Commentaries on The dorsal medial frontal cortex is sensitive to time on task, not response conflict or error likelihood (Neuroimage, 2011) – Commentaries by (1) Nachev, (2) Brown, and (3) Yeung, Cohen, and Botvinick, and (4) our response. Yeung et al claim that congruency of the stimulus-response is irrelevant for conflict tasks and that reaction time is equivalent to “conflict”. We respond by stating that if reaction time is the same as conflict, then the entire notion of “conflict” becomes conceptually useless. We further demonstrate that the conflict monitoring model published by these authors is internally inconsistent, producing two theoretically incompatible results.
Humans optimize decision-making by delaying decision onset (PLoS One, 2014) – Drift diffusion models of decision making assume that improvements in accuracy are made by increasing rate of evidence accumulation or the response threshold.
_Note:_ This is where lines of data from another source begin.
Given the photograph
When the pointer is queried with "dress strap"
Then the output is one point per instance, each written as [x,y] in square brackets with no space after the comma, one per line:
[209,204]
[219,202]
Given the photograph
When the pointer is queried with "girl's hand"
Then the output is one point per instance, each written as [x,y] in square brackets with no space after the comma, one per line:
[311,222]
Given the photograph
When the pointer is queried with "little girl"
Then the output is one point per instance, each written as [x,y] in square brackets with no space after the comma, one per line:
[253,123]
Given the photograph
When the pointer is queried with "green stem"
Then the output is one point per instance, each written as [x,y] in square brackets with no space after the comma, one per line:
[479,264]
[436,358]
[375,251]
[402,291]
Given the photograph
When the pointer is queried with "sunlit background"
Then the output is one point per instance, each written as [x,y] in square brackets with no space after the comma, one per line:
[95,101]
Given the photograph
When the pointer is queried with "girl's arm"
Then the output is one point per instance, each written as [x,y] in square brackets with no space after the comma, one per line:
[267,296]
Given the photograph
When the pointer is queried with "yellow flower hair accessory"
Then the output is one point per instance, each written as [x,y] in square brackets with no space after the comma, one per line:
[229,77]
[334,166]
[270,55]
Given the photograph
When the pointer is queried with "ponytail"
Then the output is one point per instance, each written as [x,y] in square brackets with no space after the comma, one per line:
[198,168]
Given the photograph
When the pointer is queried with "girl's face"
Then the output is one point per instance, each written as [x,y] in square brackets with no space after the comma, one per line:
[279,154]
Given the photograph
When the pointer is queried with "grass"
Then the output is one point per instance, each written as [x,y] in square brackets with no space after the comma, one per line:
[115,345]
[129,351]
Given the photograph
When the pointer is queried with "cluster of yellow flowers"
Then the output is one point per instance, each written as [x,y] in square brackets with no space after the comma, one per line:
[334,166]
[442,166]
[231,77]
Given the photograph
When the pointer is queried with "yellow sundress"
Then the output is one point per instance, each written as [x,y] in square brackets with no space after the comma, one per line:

However, if evidence accumulation is initiated prior to selective attention, then distractors can degrade performance and impair accuracy. We show that by delaying the onset time of the accumulation of sensory evidence until selective attention has completed identifying the target is a third method by which accuracy can be optimized. In addition, we created a computational model that could perform selective attention without the need for momentary adjustments in top-down control.
The importance of decision onset (Journal of Neurophysiology, 2016) – Perceptual decision making has focused on describing the “stopping rules” that terminate the integration of sensory evidence. These rules are assumed to be under cognitive control. But the onset of the decision process may be just as important and also under cognitive control.